Convex Integration Theory without Integration

TL;DR

This paper introduces a Corrugation Process as an alternative to traditional convex integration, defines Kuiper differential relations, and applies these concepts to construct self-similar solutions and explicit immersions, notably of the real projective plane.

Contribution

It develops a new Corrugation Process framework and introduces Kuiper differential relations, simplifying the construction of solutions with self-similarity and explicit geometric embeddings.

Findings

Proves the totally real relation is Kuiper.

Constructs a self-similar totally real isometric embedding.

Builds a new explicit immersion of the real projective plane in R^3.

Abstract

We replace the usual Convex Integration formula by a Corrugation Process and introduce the notion of Kuiper differential relations. This notion provides a natural framework for the construction of solutions with self-similarity properties.

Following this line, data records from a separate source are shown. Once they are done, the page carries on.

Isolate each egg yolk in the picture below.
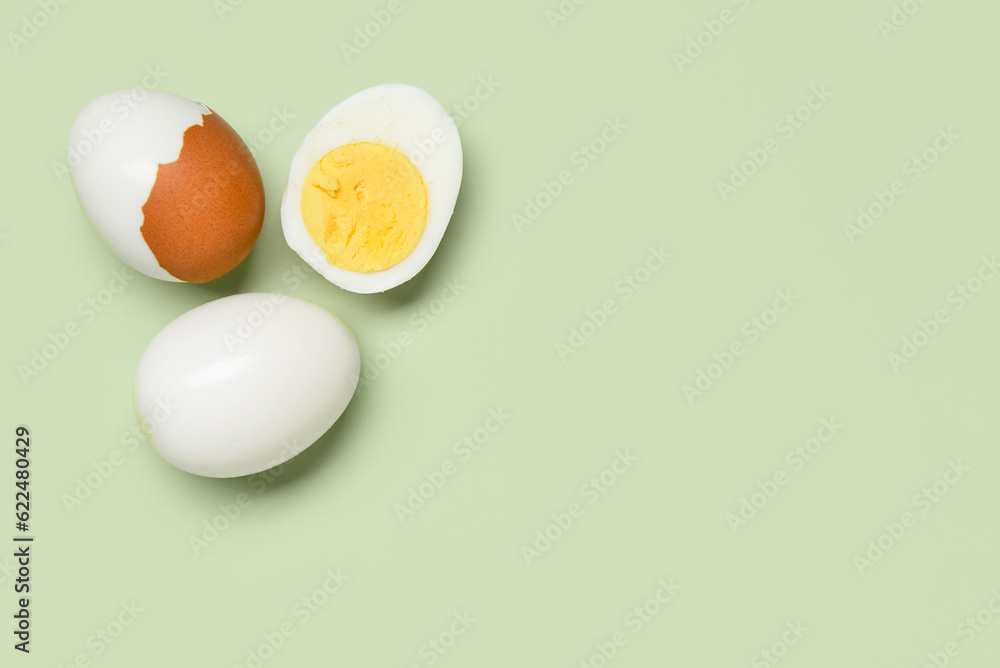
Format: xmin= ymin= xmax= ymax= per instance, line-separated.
xmin=301 ymin=142 xmax=427 ymax=273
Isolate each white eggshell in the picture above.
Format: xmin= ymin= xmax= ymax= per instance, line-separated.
xmin=135 ymin=293 xmax=361 ymax=478
xmin=281 ymin=84 xmax=462 ymax=293
xmin=68 ymin=89 xmax=212 ymax=282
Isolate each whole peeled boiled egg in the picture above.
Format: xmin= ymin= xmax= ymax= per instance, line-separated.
xmin=134 ymin=293 xmax=361 ymax=478
xmin=281 ymin=84 xmax=462 ymax=293
xmin=68 ymin=89 xmax=264 ymax=283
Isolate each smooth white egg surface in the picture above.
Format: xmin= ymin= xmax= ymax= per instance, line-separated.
xmin=67 ymin=89 xmax=264 ymax=283
xmin=135 ymin=293 xmax=361 ymax=478
xmin=281 ymin=84 xmax=462 ymax=293
xmin=68 ymin=90 xmax=210 ymax=281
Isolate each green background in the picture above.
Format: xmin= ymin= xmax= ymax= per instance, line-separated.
xmin=0 ymin=0 xmax=1000 ymax=668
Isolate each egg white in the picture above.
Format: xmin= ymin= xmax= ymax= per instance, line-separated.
xmin=281 ymin=84 xmax=462 ymax=293
xmin=68 ymin=89 xmax=211 ymax=282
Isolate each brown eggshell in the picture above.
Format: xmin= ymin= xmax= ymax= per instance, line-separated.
xmin=140 ymin=112 xmax=264 ymax=283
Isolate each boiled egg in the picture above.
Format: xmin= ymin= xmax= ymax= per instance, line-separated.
xmin=68 ymin=89 xmax=264 ymax=283
xmin=281 ymin=84 xmax=462 ymax=293
xmin=134 ymin=293 xmax=361 ymax=478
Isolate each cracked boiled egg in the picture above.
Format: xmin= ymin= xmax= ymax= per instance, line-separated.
xmin=281 ymin=84 xmax=462 ymax=293
xmin=69 ymin=89 xmax=264 ymax=283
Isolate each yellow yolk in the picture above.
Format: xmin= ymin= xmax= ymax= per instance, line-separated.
xmin=301 ymin=142 xmax=427 ymax=273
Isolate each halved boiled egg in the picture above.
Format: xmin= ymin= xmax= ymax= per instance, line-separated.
xmin=68 ymin=89 xmax=264 ymax=283
xmin=281 ymin=84 xmax=462 ymax=293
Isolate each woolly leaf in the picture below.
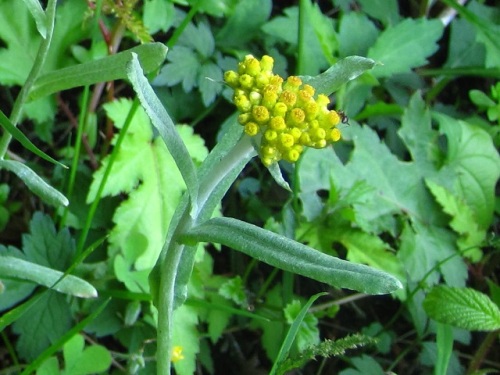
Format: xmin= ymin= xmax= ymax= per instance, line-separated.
xmin=368 ymin=18 xmax=443 ymax=77
xmin=183 ymin=218 xmax=401 ymax=294
xmin=423 ymin=285 xmax=500 ymax=331
xmin=87 ymin=99 xmax=207 ymax=284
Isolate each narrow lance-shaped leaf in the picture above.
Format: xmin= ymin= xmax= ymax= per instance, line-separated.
xmin=29 ymin=43 xmax=167 ymax=100
xmin=301 ymin=56 xmax=375 ymax=95
xmin=0 ymin=160 xmax=69 ymax=206
xmin=423 ymin=285 xmax=500 ymax=331
xmin=182 ymin=218 xmax=402 ymax=294
xmin=127 ymin=53 xmax=199 ymax=212
xmin=0 ymin=256 xmax=97 ymax=298
xmin=0 ymin=110 xmax=68 ymax=168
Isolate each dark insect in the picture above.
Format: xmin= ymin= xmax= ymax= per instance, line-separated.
xmin=337 ymin=111 xmax=350 ymax=125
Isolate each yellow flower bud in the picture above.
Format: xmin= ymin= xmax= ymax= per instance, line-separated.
xmin=238 ymin=112 xmax=250 ymax=125
xmin=252 ymin=105 xmax=270 ymax=124
xmin=245 ymin=121 xmax=260 ymax=137
xmin=279 ymin=133 xmax=294 ymax=148
xmin=278 ymin=90 xmax=297 ymax=108
xmin=260 ymin=55 xmax=274 ymax=72
xmin=330 ymin=128 xmax=341 ymax=142
xmin=273 ymin=102 xmax=288 ymax=117
xmin=287 ymin=108 xmax=306 ymax=125
xmin=240 ymin=73 xmax=255 ymax=90
xmin=224 ymin=70 xmax=240 ymax=89
xmin=264 ymin=129 xmax=278 ymax=143
xmin=269 ymin=116 xmax=286 ymax=131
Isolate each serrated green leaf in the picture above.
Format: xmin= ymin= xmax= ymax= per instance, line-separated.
xmin=444 ymin=0 xmax=500 ymax=68
xmin=198 ymin=62 xmax=224 ymax=107
xmin=13 ymin=291 xmax=72 ymax=362
xmin=423 ymin=285 xmax=500 ymax=331
xmin=29 ymin=43 xmax=167 ymax=100
xmin=127 ymin=54 xmax=199 ymax=216
xmin=183 ymin=218 xmax=401 ymax=294
xmin=216 ymin=0 xmax=272 ymax=48
xmin=426 ymin=180 xmax=486 ymax=262
xmin=87 ymin=99 xmax=207 ymax=278
xmin=338 ymin=12 xmax=380 ymax=57
xmin=435 ymin=114 xmax=500 ymax=229
xmin=0 ymin=256 xmax=97 ymax=298
xmin=63 ymin=335 xmax=112 ymax=375
xmin=0 ymin=160 xmax=69 ymax=207
xmin=301 ymin=56 xmax=375 ymax=95
xmin=368 ymin=18 xmax=443 ymax=77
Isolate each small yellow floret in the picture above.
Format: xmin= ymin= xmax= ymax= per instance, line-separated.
xmin=245 ymin=121 xmax=260 ymax=137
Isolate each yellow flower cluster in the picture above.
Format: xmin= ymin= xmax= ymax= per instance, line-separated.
xmin=224 ymin=55 xmax=341 ymax=166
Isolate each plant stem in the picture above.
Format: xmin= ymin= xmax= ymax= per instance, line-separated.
xmin=0 ymin=0 xmax=57 ymax=159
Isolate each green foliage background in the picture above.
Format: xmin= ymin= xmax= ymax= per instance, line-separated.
xmin=0 ymin=0 xmax=500 ymax=375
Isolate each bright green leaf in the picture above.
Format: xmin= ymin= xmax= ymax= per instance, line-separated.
xmin=13 ymin=291 xmax=72 ymax=362
xmin=435 ymin=114 xmax=500 ymax=229
xmin=63 ymin=335 xmax=111 ymax=375
xmin=426 ymin=181 xmax=486 ymax=262
xmin=0 ymin=160 xmax=69 ymax=207
xmin=424 ymin=285 xmax=500 ymax=331
xmin=301 ymin=56 xmax=375 ymax=95
xmin=368 ymin=18 xmax=443 ymax=77
xmin=127 ymin=54 xmax=199 ymax=212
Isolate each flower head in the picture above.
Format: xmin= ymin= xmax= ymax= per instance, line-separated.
xmin=224 ymin=55 xmax=342 ymax=166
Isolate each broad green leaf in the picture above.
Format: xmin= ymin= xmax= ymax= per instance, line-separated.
xmin=24 ymin=0 xmax=47 ymax=39
xmin=13 ymin=290 xmax=72 ymax=363
xmin=398 ymin=221 xmax=467 ymax=286
xmin=426 ymin=181 xmax=486 ymax=262
xmin=215 ymin=0 xmax=272 ymax=48
xmin=63 ymin=335 xmax=112 ymax=375
xmin=270 ymin=293 xmax=326 ymax=375
xmin=0 ymin=160 xmax=69 ymax=207
xmin=87 ymin=99 xmax=207 ymax=274
xmin=183 ymin=218 xmax=401 ymax=294
xmin=127 ymin=54 xmax=199 ymax=213
xmin=301 ymin=56 xmax=375 ymax=95
xmin=435 ymin=114 xmax=500 ymax=229
xmin=423 ymin=285 xmax=500 ymax=331
xmin=0 ymin=256 xmax=97 ymax=298
xmin=368 ymin=18 xmax=443 ymax=77
xmin=0 ymin=110 xmax=67 ymax=168
xmin=172 ymin=305 xmax=200 ymax=375
xmin=359 ymin=0 xmax=400 ymax=26
xmin=29 ymin=43 xmax=167 ymax=100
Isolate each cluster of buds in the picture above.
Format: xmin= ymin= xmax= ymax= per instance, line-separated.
xmin=224 ymin=55 xmax=341 ymax=166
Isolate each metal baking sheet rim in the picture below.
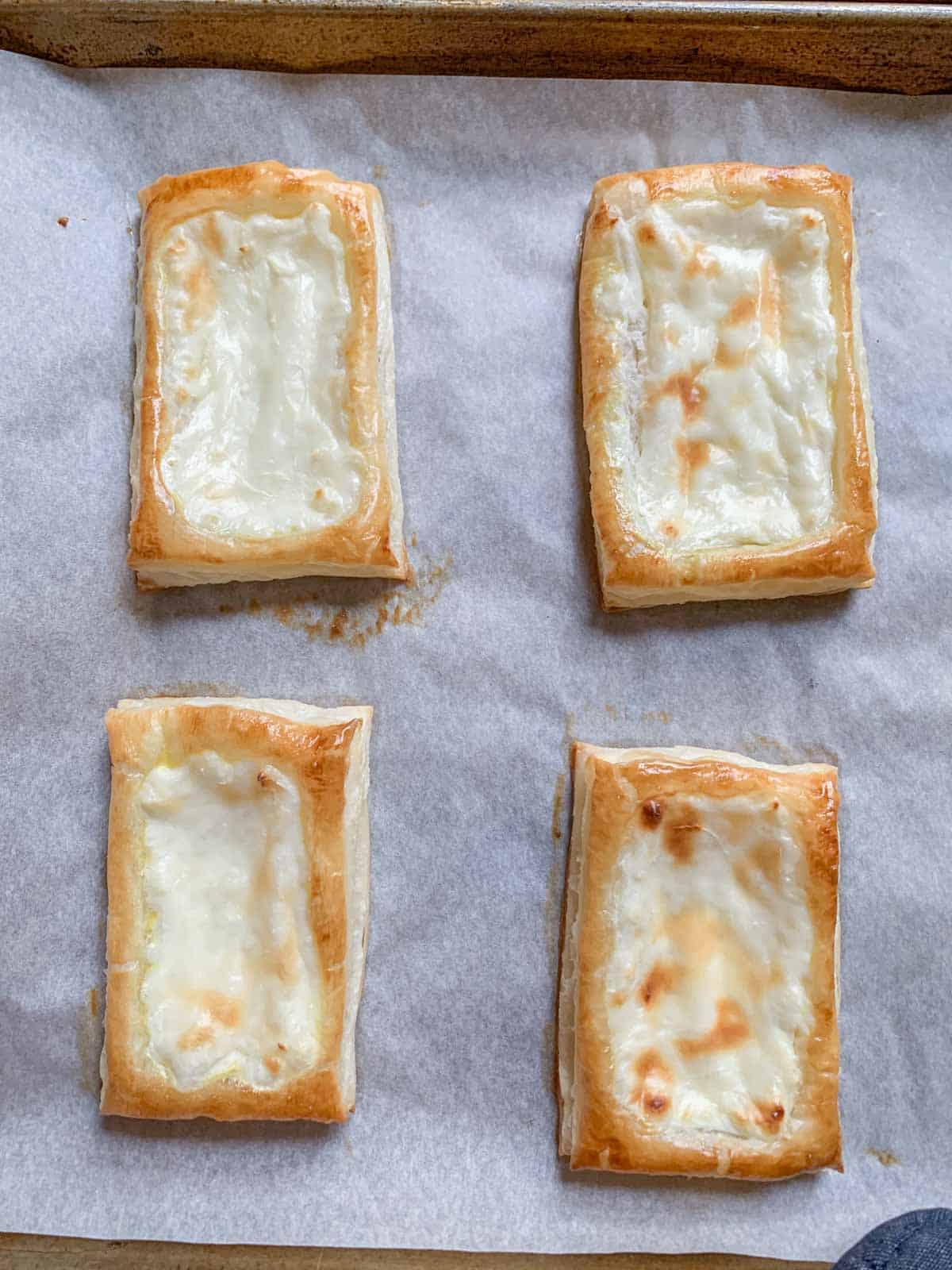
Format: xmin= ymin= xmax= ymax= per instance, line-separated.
xmin=0 ymin=0 xmax=952 ymax=95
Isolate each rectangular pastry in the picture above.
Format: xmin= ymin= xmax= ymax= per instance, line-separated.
xmin=129 ymin=163 xmax=408 ymax=589
xmin=579 ymin=163 xmax=876 ymax=608
xmin=100 ymin=697 xmax=372 ymax=1120
xmin=559 ymin=745 xmax=842 ymax=1180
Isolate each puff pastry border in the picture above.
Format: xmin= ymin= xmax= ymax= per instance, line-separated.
xmin=100 ymin=697 xmax=373 ymax=1120
xmin=559 ymin=741 xmax=843 ymax=1181
xmin=127 ymin=161 xmax=409 ymax=591
xmin=579 ymin=163 xmax=876 ymax=610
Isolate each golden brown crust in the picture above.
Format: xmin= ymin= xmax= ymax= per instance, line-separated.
xmin=579 ymin=163 xmax=876 ymax=608
xmin=560 ymin=743 xmax=842 ymax=1180
xmin=100 ymin=703 xmax=363 ymax=1120
xmin=129 ymin=161 xmax=409 ymax=591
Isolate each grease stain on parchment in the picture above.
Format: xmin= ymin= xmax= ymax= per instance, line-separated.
xmin=743 ymin=732 xmax=839 ymax=767
xmin=552 ymin=772 xmax=565 ymax=846
xmin=76 ymin=987 xmax=103 ymax=1101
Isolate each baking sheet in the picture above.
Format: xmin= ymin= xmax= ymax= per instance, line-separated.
xmin=0 ymin=55 xmax=952 ymax=1259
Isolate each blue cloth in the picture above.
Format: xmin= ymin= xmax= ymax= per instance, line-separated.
xmin=834 ymin=1208 xmax=952 ymax=1270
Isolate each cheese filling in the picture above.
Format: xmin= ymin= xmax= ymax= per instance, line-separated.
xmin=138 ymin=751 xmax=321 ymax=1090
xmin=605 ymin=796 xmax=814 ymax=1141
xmin=594 ymin=198 xmax=838 ymax=552
xmin=157 ymin=203 xmax=362 ymax=540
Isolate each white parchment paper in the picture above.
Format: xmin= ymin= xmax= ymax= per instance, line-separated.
xmin=0 ymin=55 xmax=952 ymax=1257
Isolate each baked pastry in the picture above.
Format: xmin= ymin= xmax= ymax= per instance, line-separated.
xmin=129 ymin=163 xmax=408 ymax=589
xmin=559 ymin=745 xmax=842 ymax=1180
xmin=100 ymin=697 xmax=372 ymax=1120
xmin=579 ymin=163 xmax=876 ymax=608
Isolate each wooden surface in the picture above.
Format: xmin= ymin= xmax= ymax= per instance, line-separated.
xmin=0 ymin=1234 xmax=825 ymax=1270
xmin=0 ymin=0 xmax=952 ymax=94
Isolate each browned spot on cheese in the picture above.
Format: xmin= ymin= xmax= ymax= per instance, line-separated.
xmin=660 ymin=371 xmax=707 ymax=423
xmin=186 ymin=988 xmax=244 ymax=1045
xmin=184 ymin=264 xmax=214 ymax=330
xmin=628 ymin=1049 xmax=674 ymax=1115
xmin=641 ymin=798 xmax=664 ymax=829
xmin=552 ymin=772 xmax=565 ymax=843
xmin=684 ymin=243 xmax=721 ymax=278
xmin=753 ymin=1100 xmax=785 ymax=1133
xmin=724 ymin=296 xmax=757 ymax=326
xmin=674 ymin=437 xmax=711 ymax=494
xmin=179 ymin=1024 xmax=214 ymax=1052
xmin=202 ymin=214 xmax=225 ymax=256
xmin=675 ymin=997 xmax=750 ymax=1058
xmin=662 ymin=802 xmax=701 ymax=865
xmin=639 ymin=961 xmax=681 ymax=1010
xmin=592 ymin=203 xmax=618 ymax=233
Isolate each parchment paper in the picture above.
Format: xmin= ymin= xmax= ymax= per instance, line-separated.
xmin=0 ymin=56 xmax=952 ymax=1257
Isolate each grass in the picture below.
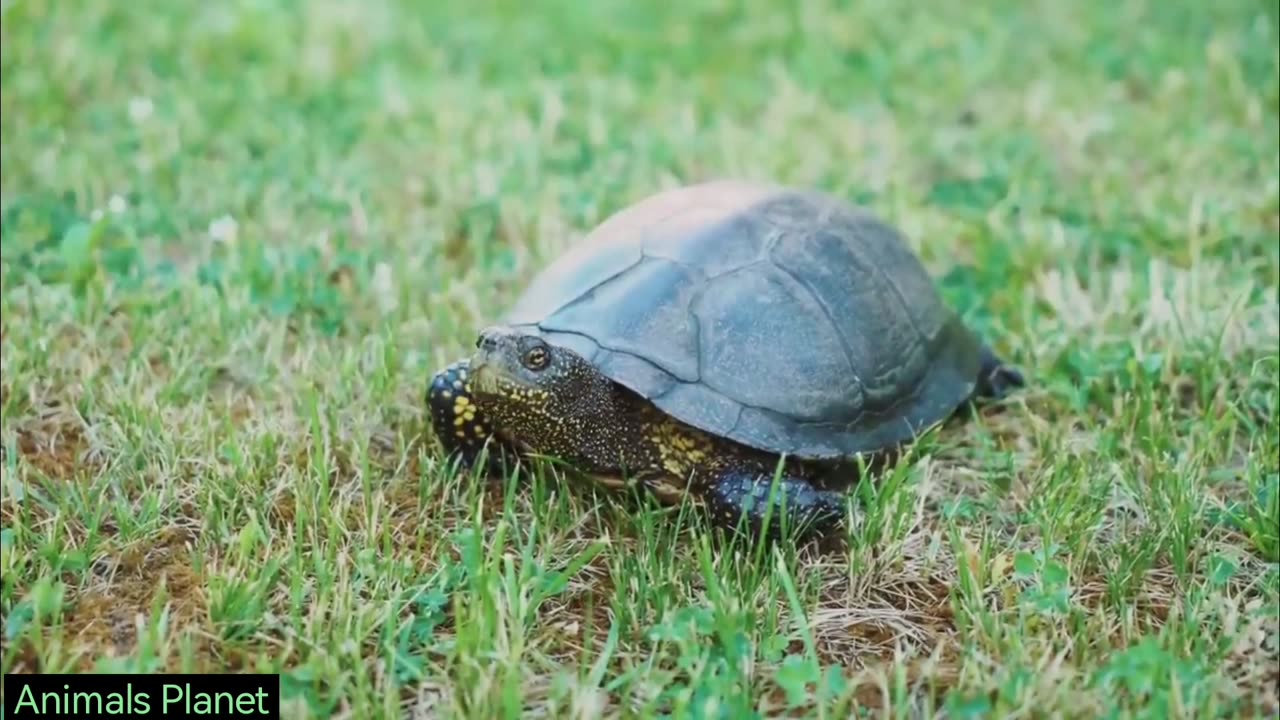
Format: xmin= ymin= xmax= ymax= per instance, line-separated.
xmin=0 ymin=0 xmax=1280 ymax=717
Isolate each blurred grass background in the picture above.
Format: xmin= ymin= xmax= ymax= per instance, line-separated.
xmin=0 ymin=0 xmax=1280 ymax=717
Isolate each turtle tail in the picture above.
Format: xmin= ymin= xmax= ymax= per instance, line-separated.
xmin=973 ymin=343 xmax=1027 ymax=400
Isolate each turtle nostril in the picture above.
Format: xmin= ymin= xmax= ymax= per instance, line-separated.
xmin=476 ymin=331 xmax=498 ymax=350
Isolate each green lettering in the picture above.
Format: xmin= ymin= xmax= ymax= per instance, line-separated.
xmin=13 ymin=685 xmax=40 ymax=715
xmin=129 ymin=684 xmax=151 ymax=715
xmin=40 ymin=685 xmax=62 ymax=715
xmin=160 ymin=683 xmax=191 ymax=715
xmin=70 ymin=693 xmax=102 ymax=715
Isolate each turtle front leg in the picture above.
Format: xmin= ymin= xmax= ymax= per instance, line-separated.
xmin=707 ymin=470 xmax=845 ymax=541
xmin=426 ymin=360 xmax=517 ymax=475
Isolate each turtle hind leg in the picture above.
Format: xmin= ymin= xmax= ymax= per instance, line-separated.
xmin=707 ymin=470 xmax=845 ymax=541
xmin=973 ymin=343 xmax=1027 ymax=400
xmin=426 ymin=360 xmax=516 ymax=475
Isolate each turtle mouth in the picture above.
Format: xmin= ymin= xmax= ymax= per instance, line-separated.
xmin=470 ymin=351 xmax=520 ymax=397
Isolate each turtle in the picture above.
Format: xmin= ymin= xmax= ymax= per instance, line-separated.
xmin=426 ymin=179 xmax=1025 ymax=537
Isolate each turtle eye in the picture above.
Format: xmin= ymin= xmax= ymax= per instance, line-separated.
xmin=525 ymin=345 xmax=552 ymax=370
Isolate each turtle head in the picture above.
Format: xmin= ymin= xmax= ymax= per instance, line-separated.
xmin=471 ymin=325 xmax=626 ymax=460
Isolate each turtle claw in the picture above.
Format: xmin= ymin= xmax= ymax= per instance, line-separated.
xmin=707 ymin=471 xmax=845 ymax=541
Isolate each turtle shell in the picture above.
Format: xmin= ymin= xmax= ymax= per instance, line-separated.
xmin=506 ymin=181 xmax=983 ymax=459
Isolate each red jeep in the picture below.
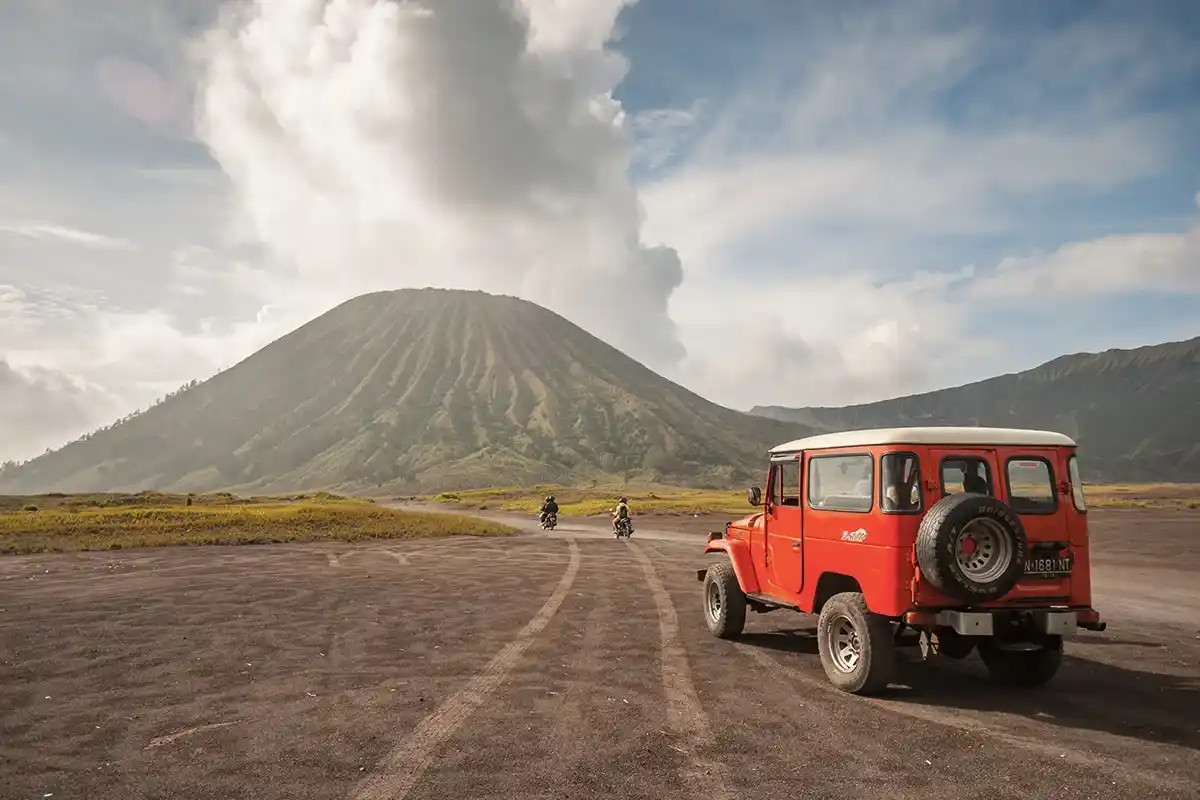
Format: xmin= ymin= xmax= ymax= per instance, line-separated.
xmin=697 ymin=427 xmax=1105 ymax=694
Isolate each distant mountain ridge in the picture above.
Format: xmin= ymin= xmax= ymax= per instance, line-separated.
xmin=0 ymin=289 xmax=808 ymax=493
xmin=750 ymin=337 xmax=1200 ymax=482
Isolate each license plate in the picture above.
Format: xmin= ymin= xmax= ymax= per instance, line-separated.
xmin=1025 ymin=553 xmax=1075 ymax=578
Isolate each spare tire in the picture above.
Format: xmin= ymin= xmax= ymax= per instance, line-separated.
xmin=917 ymin=492 xmax=1028 ymax=603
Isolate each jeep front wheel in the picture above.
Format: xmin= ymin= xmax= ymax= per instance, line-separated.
xmin=977 ymin=636 xmax=1062 ymax=688
xmin=704 ymin=561 xmax=746 ymax=639
xmin=817 ymin=591 xmax=896 ymax=694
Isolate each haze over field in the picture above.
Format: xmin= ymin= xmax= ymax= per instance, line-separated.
xmin=0 ymin=0 xmax=1200 ymax=469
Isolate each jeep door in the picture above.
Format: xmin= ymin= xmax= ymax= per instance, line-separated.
xmin=1001 ymin=449 xmax=1074 ymax=597
xmin=763 ymin=453 xmax=804 ymax=600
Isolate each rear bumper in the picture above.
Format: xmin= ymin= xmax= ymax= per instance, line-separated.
xmin=904 ymin=608 xmax=1108 ymax=636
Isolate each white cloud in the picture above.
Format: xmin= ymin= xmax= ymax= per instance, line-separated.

We consider the case of the totally real relation, we prove that it is Kuiper and we state a totally real isometric embedding theorem. We then show that the totally real isometric embeddings obtained by the Corrugation Process exhibits a self-similarity property. Kuiper relations also enable a uniform expression of the Corrugation Process that no longer involves integrals. This expression generalizes the ansatz used in arXiv:0905.0370 to generate isometric maps. We apply it to build a new explicit immersion of the real projective plane inside R^3.